Automobile : l’UE va-t-elle assouplir le passage au tout-électrique en 2035 ?
L’Union européenne vacillera-t-elle sur l’un des piliers de son Pacte vert en assouplissant l’interdiction de vendre des voitures neuves à moteur essence ou diesel à partir de 2035 ?

Voiture électrique en train de se recharger sur une borne dans un parking de Lille, le 27 septembre 2022.
Photo: DENIS CHARLET/AFP via Getty Images
Sous la pression croissante des États membres et d’une industrie automobile européenne en pleine tourmente, Bruxelles se retrouve sommée de revoir cette mesure emblématique, pensée comme un levier décisif de la transition climatique.
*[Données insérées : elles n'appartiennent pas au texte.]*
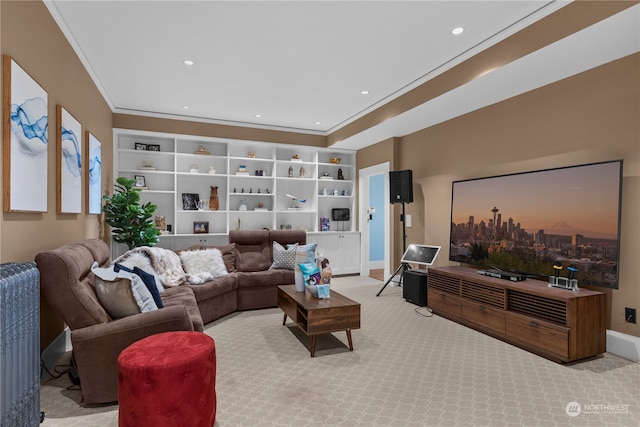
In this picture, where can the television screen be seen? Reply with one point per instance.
(527, 222)
(340, 214)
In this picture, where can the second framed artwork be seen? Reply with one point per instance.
(69, 162)
(200, 227)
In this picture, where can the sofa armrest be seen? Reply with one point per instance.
(96, 348)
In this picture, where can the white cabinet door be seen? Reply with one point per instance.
(341, 249)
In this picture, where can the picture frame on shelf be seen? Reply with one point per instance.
(190, 201)
(200, 227)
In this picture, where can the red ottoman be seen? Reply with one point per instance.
(168, 379)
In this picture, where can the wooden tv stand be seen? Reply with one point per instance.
(561, 325)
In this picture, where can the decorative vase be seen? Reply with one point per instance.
(214, 203)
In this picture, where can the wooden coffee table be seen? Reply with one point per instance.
(319, 316)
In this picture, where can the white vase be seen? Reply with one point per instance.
(299, 281)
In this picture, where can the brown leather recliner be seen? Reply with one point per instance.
(66, 283)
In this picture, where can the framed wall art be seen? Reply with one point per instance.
(25, 141)
(69, 162)
(200, 227)
(94, 174)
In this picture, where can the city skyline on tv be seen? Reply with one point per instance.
(566, 201)
(530, 221)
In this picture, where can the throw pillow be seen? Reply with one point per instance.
(204, 261)
(309, 251)
(141, 260)
(284, 257)
(148, 279)
(121, 293)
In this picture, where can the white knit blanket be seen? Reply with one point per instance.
(166, 265)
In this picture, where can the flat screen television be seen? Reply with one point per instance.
(340, 214)
(527, 222)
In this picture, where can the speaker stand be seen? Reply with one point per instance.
(403, 266)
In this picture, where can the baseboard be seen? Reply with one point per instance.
(51, 355)
(623, 345)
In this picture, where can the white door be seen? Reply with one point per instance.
(374, 213)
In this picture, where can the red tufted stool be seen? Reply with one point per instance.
(168, 379)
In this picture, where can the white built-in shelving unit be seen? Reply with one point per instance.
(274, 172)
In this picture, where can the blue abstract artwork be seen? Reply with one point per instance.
(25, 180)
(70, 164)
(94, 174)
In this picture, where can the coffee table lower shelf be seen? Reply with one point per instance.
(319, 316)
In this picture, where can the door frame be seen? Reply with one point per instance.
(364, 175)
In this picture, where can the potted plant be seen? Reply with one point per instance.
(131, 223)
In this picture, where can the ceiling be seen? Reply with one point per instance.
(302, 65)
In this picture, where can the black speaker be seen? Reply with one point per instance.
(401, 186)
(414, 287)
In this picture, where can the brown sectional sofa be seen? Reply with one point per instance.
(66, 283)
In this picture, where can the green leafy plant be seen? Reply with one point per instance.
(131, 223)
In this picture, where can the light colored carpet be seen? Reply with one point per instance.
(405, 370)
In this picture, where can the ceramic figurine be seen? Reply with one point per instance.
(214, 203)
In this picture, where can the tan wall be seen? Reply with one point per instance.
(587, 118)
(32, 38)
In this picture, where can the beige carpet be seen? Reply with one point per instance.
(405, 370)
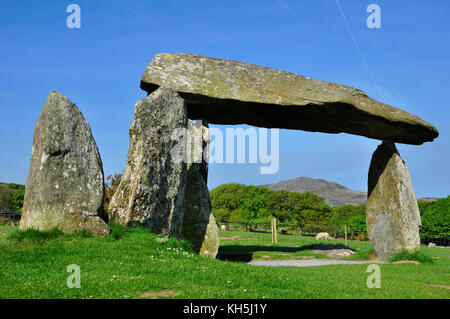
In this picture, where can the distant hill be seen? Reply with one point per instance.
(335, 194)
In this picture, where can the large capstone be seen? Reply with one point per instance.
(393, 218)
(232, 92)
(199, 225)
(151, 190)
(65, 185)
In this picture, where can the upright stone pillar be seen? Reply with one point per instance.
(199, 224)
(151, 190)
(65, 186)
(393, 218)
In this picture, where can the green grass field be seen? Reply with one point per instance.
(132, 263)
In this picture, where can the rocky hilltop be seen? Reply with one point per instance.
(335, 194)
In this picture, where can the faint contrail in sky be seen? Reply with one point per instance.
(359, 51)
(286, 7)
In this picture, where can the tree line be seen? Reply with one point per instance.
(255, 205)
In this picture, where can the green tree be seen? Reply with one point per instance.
(436, 220)
(341, 215)
(423, 205)
(18, 197)
(357, 224)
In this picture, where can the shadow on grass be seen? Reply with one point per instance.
(242, 253)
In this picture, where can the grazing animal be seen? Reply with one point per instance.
(325, 236)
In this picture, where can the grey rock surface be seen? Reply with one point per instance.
(393, 218)
(199, 224)
(65, 185)
(233, 92)
(308, 262)
(152, 188)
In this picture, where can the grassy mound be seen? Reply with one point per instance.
(134, 263)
La Commission européenne doit, en principe, réexaminer cet objectif le 10 décembre dans le cadre d’un vaste plan de soutien au secteur automobile, mais le calendrier pourrait être bousculé, le temps de tenter de concilier des exigences nationales souvent contradictoires, étroitement alignées sur les intérêts de leurs filières industrielles respectives.
Un pilier du Pacte vert fragilisé
Fixé en 2023, l’objectif de basculer l’ensemble des ventes de voitures neuves vers le tout-électrique en 2035 s’est imposé comme l’une des mesures phares du Pacte vert européen, et un jalon central sur la route de la neutralité carbone visée pour 2050. Deux ans plus tard, pourtant, les appels à “revoir” ce symbole du Green Deal se multiplient au nom du “pragmatisme”, sur fond de ralentissement économique et de tensions sociales.
“Notre secteur a reçu l’objectif le plus contraignant, car à l’époque il était perçu comme l’un des plus faciles à décarboner. Mais c’est en réalité beaucoup plus compliqué, car l’écosystème et la demande des consommateurs n’ont pas pu suivre le rythme » imposé par Bruxelles, a plaidé l’Association des constructeurs automobiles européens (ACEA). Pendant que l’Europe tâtonne, les constructeurs chinois, eux, avancent à marche forcée, s’implantant massivement sur le marché européen avec des véhicules électriques nettement plus abordables que les modèles “made in Europe”.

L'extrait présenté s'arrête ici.